Führende politische Kräfte bei LIP waren die Gewerkschaft CFDT (Confédération Française Démocratique du Travail) und die bereits erwähnte linkssozialistische PSU. Charles Piaget, die führende Persönlichkeit des Streiks, gehörte beiden Organisationen an. Daneben spielten „linkskatholische” von der Arbeiterpriesterbewegung und der Befreiungstheologie beeinflusste Strömungen in der Action Catholique Ouvrière eine größere Rolle. Radikal linke Gruppen versuchten einzugreifen, blieben aber eher am Rande.
Dass die heute relativ rechte CFDT damals diese Rolle spielte, wird mach einen wundern. Aber die 1964 als säkularisierte Version der christlichen Gewerkschaft CFTC gegründete CFDT stand in den 70er Jahren in vielen Fragen links von der CGT. Unter anderem propagierte sie sehr vehement die Idee der Selbstverwaltung.
Die „zentristische”, also politisch zwischen Sozialdemokratie und Kommunistischer Partei stehende PSU, war Anfang der 60er Jahre aus der Opposition gegen den Algerienkrieg und gegen den gaullistischen Staatsstreich von 1958 hervorgegangen. Auch in ihrer Propaganda spielte die Selbstverwaltung eine große Rolle.

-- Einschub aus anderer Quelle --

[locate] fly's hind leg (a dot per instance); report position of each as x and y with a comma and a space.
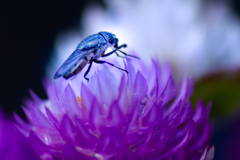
89, 67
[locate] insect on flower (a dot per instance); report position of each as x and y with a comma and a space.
88, 51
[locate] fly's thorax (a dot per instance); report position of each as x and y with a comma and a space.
100, 51
76, 69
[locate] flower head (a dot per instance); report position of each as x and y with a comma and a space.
140, 116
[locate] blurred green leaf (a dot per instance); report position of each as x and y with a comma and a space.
223, 89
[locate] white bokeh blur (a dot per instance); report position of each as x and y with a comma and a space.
194, 37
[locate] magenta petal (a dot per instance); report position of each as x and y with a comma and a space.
123, 99
96, 119
51, 117
87, 97
54, 97
103, 88
131, 74
69, 152
140, 86
67, 130
83, 132
115, 117
169, 91
111, 144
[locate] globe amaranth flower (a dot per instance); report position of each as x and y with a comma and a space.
140, 116
13, 145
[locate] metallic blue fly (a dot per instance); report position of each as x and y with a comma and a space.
88, 51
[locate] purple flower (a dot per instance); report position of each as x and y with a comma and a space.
13, 145
140, 116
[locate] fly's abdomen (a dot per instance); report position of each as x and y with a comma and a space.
76, 69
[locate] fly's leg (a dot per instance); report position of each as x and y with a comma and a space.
101, 62
108, 54
89, 67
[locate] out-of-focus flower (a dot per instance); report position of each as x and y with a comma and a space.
13, 145
138, 116
194, 36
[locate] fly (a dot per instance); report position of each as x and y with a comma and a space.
88, 51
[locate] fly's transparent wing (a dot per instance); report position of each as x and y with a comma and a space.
72, 60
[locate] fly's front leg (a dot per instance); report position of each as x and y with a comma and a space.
89, 67
101, 62
117, 48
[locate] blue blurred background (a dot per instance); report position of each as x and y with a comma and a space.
200, 38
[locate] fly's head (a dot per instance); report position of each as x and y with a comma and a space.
111, 38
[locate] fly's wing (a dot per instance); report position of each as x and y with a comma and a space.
72, 60
92, 42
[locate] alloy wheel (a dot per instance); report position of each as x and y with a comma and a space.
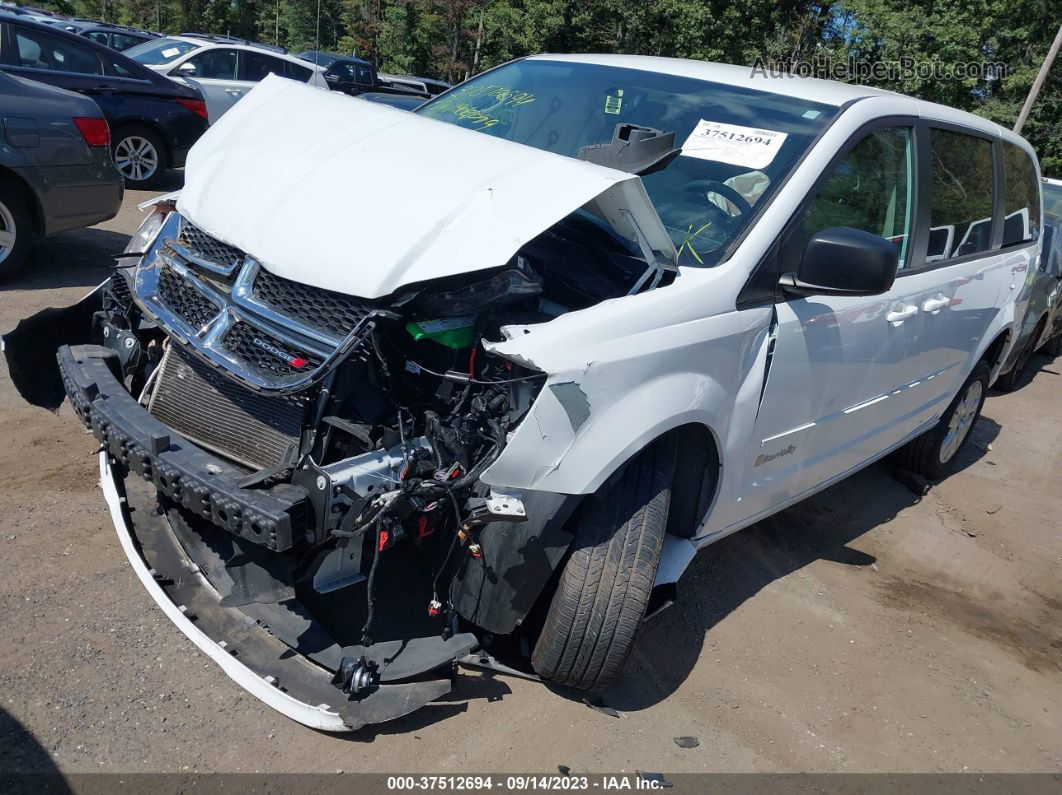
136, 158
7, 231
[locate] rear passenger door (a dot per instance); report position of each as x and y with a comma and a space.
962, 288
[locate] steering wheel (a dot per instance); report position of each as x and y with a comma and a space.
711, 186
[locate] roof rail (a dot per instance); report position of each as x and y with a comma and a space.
221, 38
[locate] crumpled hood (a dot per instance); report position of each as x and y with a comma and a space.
362, 199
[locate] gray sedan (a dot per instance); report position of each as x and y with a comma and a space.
55, 167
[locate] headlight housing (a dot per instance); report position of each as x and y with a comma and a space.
141, 241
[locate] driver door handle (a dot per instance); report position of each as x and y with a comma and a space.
936, 304
896, 316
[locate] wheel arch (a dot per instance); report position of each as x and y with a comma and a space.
32, 203
155, 128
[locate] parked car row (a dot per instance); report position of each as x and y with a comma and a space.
55, 167
154, 121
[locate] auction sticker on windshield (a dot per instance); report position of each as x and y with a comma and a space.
748, 147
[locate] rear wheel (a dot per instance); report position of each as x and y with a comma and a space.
606, 582
16, 231
934, 453
139, 156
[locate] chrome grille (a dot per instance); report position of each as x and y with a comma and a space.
273, 334
279, 359
184, 299
323, 309
211, 249
215, 412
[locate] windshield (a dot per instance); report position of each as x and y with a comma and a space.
737, 143
159, 51
1052, 201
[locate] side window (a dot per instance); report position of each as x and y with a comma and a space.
960, 209
869, 190
294, 71
218, 64
120, 70
1021, 199
37, 50
254, 66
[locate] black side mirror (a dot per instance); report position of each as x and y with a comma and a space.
843, 261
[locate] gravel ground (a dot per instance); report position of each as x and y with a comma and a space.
863, 631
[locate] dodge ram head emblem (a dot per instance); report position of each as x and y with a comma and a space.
284, 356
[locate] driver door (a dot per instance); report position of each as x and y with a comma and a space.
838, 362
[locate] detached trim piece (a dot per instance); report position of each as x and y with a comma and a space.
318, 718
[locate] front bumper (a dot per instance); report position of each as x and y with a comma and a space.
204, 484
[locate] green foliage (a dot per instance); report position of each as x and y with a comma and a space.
452, 39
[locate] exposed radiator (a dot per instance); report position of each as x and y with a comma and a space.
220, 415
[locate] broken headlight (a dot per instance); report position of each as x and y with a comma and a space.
140, 242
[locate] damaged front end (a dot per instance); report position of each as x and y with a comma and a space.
315, 456
293, 447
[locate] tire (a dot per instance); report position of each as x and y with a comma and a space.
934, 453
605, 585
1010, 381
140, 156
16, 230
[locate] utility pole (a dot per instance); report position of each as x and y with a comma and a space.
1039, 82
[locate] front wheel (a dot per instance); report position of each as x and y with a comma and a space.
934, 453
139, 156
606, 582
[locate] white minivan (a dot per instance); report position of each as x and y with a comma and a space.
408, 384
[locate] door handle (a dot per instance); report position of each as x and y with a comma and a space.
896, 316
932, 306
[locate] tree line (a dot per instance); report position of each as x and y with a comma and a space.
452, 39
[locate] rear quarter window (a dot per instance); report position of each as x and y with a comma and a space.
1021, 196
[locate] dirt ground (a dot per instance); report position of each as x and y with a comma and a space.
862, 631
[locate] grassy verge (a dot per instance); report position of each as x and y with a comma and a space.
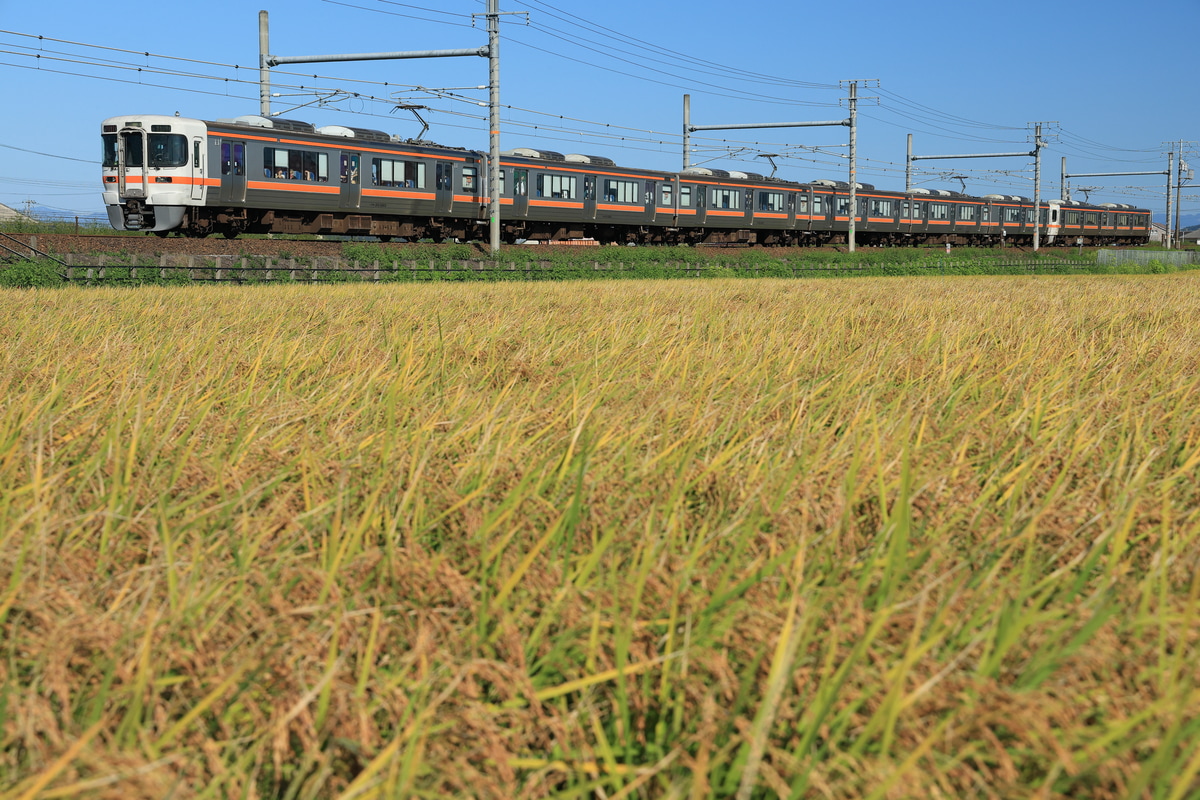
874, 539
467, 263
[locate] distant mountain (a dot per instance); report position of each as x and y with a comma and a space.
47, 214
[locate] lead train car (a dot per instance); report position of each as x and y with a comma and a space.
253, 174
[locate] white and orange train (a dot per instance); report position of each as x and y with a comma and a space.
253, 174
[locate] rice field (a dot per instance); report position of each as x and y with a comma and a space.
887, 537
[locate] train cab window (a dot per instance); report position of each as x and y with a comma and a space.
771, 200
557, 186
166, 150
616, 191
726, 198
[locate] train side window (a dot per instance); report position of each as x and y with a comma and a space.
771, 200
621, 191
725, 198
557, 186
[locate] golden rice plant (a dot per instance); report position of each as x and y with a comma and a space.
863, 539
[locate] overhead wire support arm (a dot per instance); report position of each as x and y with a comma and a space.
276, 60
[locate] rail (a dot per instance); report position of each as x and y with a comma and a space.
247, 269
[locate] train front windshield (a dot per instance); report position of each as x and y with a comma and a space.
166, 149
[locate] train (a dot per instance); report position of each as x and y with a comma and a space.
255, 174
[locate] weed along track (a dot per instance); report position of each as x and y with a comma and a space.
892, 537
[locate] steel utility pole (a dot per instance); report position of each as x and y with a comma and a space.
493, 124
264, 71
1183, 174
853, 163
1170, 170
1037, 185
492, 52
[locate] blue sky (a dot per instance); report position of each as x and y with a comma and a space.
1114, 82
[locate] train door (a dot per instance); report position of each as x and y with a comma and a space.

Der Film lässt alle Protagonisten der damaligen Bewegung und auch der Gegenseite zu Wort kommen. Dadurch wird der Film sehr informativ und authentisch. Filmisch hat das den Nachteil, dass der größte Teil des Films aus redenden Köpfen besteht. Man fühlt sich wie in einem bebilderten Hörspiel. Nur wenige Originalaufnahmen von damals vermitteln einen Eindruck von der Stimmung und der Atmosphäre in der besetzten Fabrik. Die Möglichkeiten des Mediums Film werden so nicht optimal ausgenutzt. Trotzdem ist der Film aufgrund der ausführlichen Erzählungen der Zeitzeugen ein sehr wertvolles Dokument.
Andreas Bodden

Der Film wird in der Filmreihe „übermorgen” gezeigt, die derzeit durch mehrere Städte tourt. Siehe: http://diegesellschafter.de . In Köln wird der Film außerdem am 26.Februar 2008 um 21 Uhr in der Sozialistischen Selbsthilfe Köln auf der Liebigstr.25 in Köln-Ehrenfeld gezeigt.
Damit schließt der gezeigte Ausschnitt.